Sonnez les alarmes, sonnez les alarmes.
Din, dan, don. Din, dan, don.
A report from an internal investigation conducted by Societe Generale into its $7.7 billion loss from the activities of its trader, Jerome Kerviel, recently revealed that an assistant trader may have helped Kerviel. The level of this assistant's involvement remains unclear. And even though the bank maintains that no one knew what Kerviel was up to, executives in his chain of command have been leaving the bank, or are in the process of departing. Societe Generale's initial explanation that the entire loss was the result of Kerviel acting alone and without anyone's knowledge may or may not be accurate. But it is unquestionably pathetic.
SocGen's trading scandal illustrates a basic oversight failure: not watching its winners. Sound management goes beyond keeping an eye on the weak performers and other obvious potential sources of problems. You have to evaluate your success stories. How are they generating such great returns? How did they go from being average or below average performers to such stars? Was it brilliance that no one spotted, or unacceptable risk taking that no one detected?

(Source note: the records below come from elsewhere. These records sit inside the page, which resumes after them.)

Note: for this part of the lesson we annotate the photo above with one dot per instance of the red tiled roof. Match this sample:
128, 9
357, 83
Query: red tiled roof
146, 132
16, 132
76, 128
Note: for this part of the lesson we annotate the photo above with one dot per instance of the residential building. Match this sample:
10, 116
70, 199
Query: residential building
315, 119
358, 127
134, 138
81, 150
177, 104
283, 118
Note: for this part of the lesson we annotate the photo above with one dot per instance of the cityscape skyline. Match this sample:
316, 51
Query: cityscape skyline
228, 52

Kerviel was engaged in proprietary trading for SocGen. Big profits from proprietary trading involve big risks. It's not a volume business. The Jerome Kerviels of the world don't make a billion dollars by selling 100 million Big Macs. They make a billion dollars by going way out on a limb. Apparently, Kerviel made some sizeable profits for SocGen in 2007. Surely management noticed his profits, and one suspects that the entire chain of command was eager to share in the credit (as well as the bonuses). But how could they explain outsized performance by a low level trader such as Kerviel, who supposedly was limited to hedged positions that should generate modest, if reliable, profits? There's no such thing as a gift horse when proprietary trading profits are concerned. Big profits mean that someone somewhere took some big risks. It's management's job to figure out where that happened and whether or not it was authorized and acceptable.
It may seem to cut against a business corporation's cultural grain to question success. Making money is what corporations are supposed to do. But corporations use other people's money, namely the shareholders' money. It's management's responsibility to ensure prudent and authorized use of that money. This responsibility is only magnified when a major international bank like SocGen is concerned. A failure of a bank such as this could have repercussions worldwide. Like or not, we all have a stake in SocGen and other financial institutions of its stature. Regulators should ensure that money center banks and other major financial institutions watch their winners.